The role of the judiciary in these two issues has been disappointing. It dragged proceedings for years, its pronouncements on human rights actually yielding little on the ground. Its refusal to hold people responsible for violations of law encouraged more violations, and cemented the state’s conviction that they were not accountable to anyone. Calling Narmada Bachao Andolan Publicity Interest Litigation or Private Inquisitiveness Litigation was totally uncalled for.
Bhopal or Narmada, by not being able to translate into significant vote banks, failed to find a meaningful mention in common minimum programmes of parties or political formations. Till a decade back, the Congress and Bharatiya Janata Party lent unstinting support to the dam in their election manifestos in Gujarat. In the case of both the struggles, the Centre and state governments kept passing the buck, frustrating the people. Politicians, once out of power, wholeheartedly supported the struggles. When elected to power, they busied themselves with other things and avoided taking action.
In the absence of an active media, these struggles would not have reached out to a large multitude. In the initial days of the struggle, when sting operations were confined to Bollywood movies and TRP ratings did not decide the news, the media had more space and time to report and analyse these issues. It helped generate a debate in civil society about development, human rights and state’s responsibilities.
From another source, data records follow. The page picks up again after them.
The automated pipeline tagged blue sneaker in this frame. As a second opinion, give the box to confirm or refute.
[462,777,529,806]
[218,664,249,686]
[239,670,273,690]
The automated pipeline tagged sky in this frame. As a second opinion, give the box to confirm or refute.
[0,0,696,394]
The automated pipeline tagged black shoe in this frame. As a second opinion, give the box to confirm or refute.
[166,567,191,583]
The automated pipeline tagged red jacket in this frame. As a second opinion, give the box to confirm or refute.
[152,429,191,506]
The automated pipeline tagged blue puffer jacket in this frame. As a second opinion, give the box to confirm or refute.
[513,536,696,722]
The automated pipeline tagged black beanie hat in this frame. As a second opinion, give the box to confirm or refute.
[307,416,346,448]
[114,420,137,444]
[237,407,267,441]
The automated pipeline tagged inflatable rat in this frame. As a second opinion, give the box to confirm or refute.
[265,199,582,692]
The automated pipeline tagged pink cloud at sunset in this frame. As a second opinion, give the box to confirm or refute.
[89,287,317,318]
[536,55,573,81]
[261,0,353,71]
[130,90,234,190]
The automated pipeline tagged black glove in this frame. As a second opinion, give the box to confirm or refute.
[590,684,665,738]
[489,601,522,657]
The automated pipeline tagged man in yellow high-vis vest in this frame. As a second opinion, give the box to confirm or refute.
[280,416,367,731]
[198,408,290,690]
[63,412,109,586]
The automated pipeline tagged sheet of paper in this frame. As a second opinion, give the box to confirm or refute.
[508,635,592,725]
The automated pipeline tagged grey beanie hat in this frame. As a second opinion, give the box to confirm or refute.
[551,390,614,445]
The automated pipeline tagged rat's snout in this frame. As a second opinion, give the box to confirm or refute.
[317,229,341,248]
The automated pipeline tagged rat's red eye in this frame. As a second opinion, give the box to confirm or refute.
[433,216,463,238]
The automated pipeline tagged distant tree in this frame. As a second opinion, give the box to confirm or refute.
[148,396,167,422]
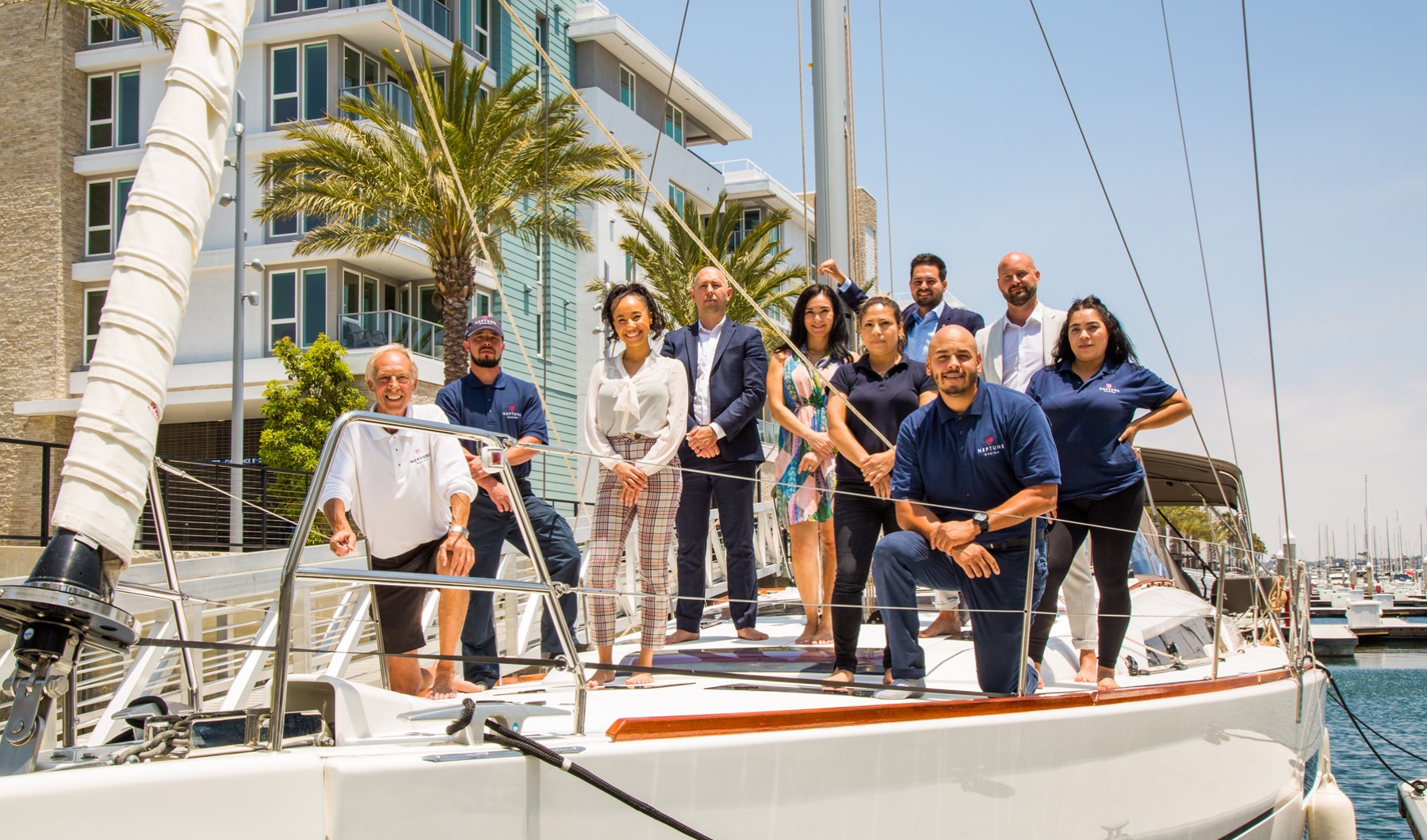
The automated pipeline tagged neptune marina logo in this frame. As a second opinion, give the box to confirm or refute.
[976,435,1006,455]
But now media would rather devote space and time to details of ‘wardrobe malfunction’, and heap scorn on these struggles as the very height of all impediments. Hence, the over one lakh families rendered homeless due to demolitions in Mumbai and Delhi, or the hundreds of farmer suicides in many states, do not come under ‘breaking news’. Two groups of protestors sitting at a distance of a few metres from each other at Jantar Mantar do not invite much media attention. Nor can they pose any political threat to the government, though they are only a couple of kilometres away from Parliament. Their presence in Delhi with demands for a just rehabilitation speaks volumes for India’s human rights record. Unless that record is set straight, talk of 10 per cent growth or the Sensex crossing 11K does not make India developed or, for that matter, even civilised.
(The writer is with Amnesty International. Views expressed are personal.)